1919 marks 400 years since the first enslaved Africans were brought to North America. Our history is forever entwined with this event. The history of slavery is the history of America. Much of this nation was built on the backs of slaves.
Read this piece for a bit of history.
1619: 400 years ago, a ship arrived in Virginia, bearing human cargo
While many institutions around VA are recognizing this anniversary, the University of Richmond has chosen to focus on 1919 and the legacies of race.
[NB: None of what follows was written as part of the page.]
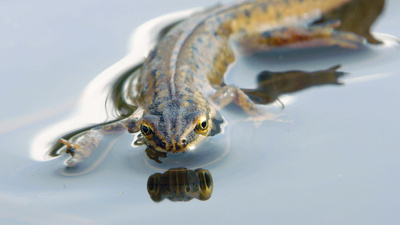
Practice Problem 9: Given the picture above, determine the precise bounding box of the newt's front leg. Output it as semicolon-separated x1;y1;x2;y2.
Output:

On March 1st and 2nd, UR will host a conference entitled 1919 And Its Legacies: Race, Nation, and Conflict. On Friday there will be panel sessions on the topics of Suppression & Surveillance and Revolutions, Global & Local. The day will culminate in a keynote speech delivered by Dr. Ibram X. Kendi, Professor of History and International Relations and Director of the Antiracist Research and Policy Center at American University. On Saturday, there will be a free teacher institute. The Teacher Institute aims to provide Richmond-area high school social studies teachers with both content and pedagogy focused on how to use the events of 1919 as a way of deepening and internationalizing their teaching of World War I and the Civil Rights Movement—and making connections between events in Richmond and the wider world.
Even though the institute is aimed at middle and high school teachers, anyone with an interest in history and social studies teaching will benefit.